God Gave Me Twenty Cents is a 1926 American silent drama film directed by Herbert Brenon and written by Elizabeth Meehan and John Russell. The film stars Lois Moran, Lya De Putti, Jack Mulhall, William Collier, Jr., Adrienne D'Ambricourt, Leo Feodoroff, and Rosa Rosanova. The film was released on November 20, 1926, by Paramount Pictures, following a gala premiere on November 19 that opened the Paramount Theatre in Manhattan. It is based on the novel God Gave Me Twenty Cents by Dixie Willson, subsequently remade by Paramount British as a sound film Ebb Tide in 1932.

==Plot==
As described in a film magazine review, Mary, a waitress, is sublimely happy in her love for sailor Steve, a jolly young star who surprises even himself when he marries the young Mary. Steve's old girl Cassie Lang, a patron of Ma Tapman's questionable hotel, is heartbroken and, upon her release from prison, goads Steve into gambling on whether or not he will take her to sea with him. Cassie wins, and Steve sails away the next day without a word to Mary.
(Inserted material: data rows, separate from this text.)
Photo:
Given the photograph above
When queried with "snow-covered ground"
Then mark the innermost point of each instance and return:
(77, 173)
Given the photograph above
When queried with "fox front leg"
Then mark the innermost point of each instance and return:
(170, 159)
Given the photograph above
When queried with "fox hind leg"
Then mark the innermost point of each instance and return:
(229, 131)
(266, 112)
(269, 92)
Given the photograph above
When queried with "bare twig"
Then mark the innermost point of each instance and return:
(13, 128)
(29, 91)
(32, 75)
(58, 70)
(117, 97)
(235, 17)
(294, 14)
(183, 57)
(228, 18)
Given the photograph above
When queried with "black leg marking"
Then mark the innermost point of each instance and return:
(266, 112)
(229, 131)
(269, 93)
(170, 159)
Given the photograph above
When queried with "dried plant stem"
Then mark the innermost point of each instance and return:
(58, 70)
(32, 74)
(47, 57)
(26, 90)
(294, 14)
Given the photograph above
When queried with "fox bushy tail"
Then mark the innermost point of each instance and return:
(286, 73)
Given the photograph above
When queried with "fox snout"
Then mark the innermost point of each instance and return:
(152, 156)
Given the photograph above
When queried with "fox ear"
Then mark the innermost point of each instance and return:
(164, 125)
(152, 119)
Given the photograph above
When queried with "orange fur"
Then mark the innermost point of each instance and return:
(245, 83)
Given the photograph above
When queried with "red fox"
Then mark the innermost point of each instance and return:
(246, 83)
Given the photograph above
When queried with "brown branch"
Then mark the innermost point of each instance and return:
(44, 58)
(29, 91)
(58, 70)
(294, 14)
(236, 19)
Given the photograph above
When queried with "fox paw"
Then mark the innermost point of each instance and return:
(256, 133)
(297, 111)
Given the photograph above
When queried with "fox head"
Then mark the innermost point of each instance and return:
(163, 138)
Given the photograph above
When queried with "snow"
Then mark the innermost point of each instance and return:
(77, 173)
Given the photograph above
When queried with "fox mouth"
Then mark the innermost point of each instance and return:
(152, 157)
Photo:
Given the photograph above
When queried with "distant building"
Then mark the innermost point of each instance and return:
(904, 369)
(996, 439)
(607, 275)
Mary is distraught by this and wants to die. She finds twenty cents on the pier and uses it to buy a rose for her hair. Then she is injured before she can take her own life and ends up in a hospital. There she meets Cassie who, on her deathbed, explains that she used false dimes for her wager with Steve and never sailed with him. Mary is jubilant on the return of Steve.

==Cast==
- Lois Moran as Mary
- Lya De Putti as Cassie Lang
- Jack Mulhall as Steve Doren
- William Collier, Jr. as Barney Tapman
- Adrienne D'Ambricourt as Ma Tapman
- Leo Feodoroff as Andre Dufour
- Rosa Rosanova as Mrs. Dufour
- Claude Brooke as The Florist

==Preservation==
With no prints of God Gave Me Twenty Cents located in any film archives, it is a lost film.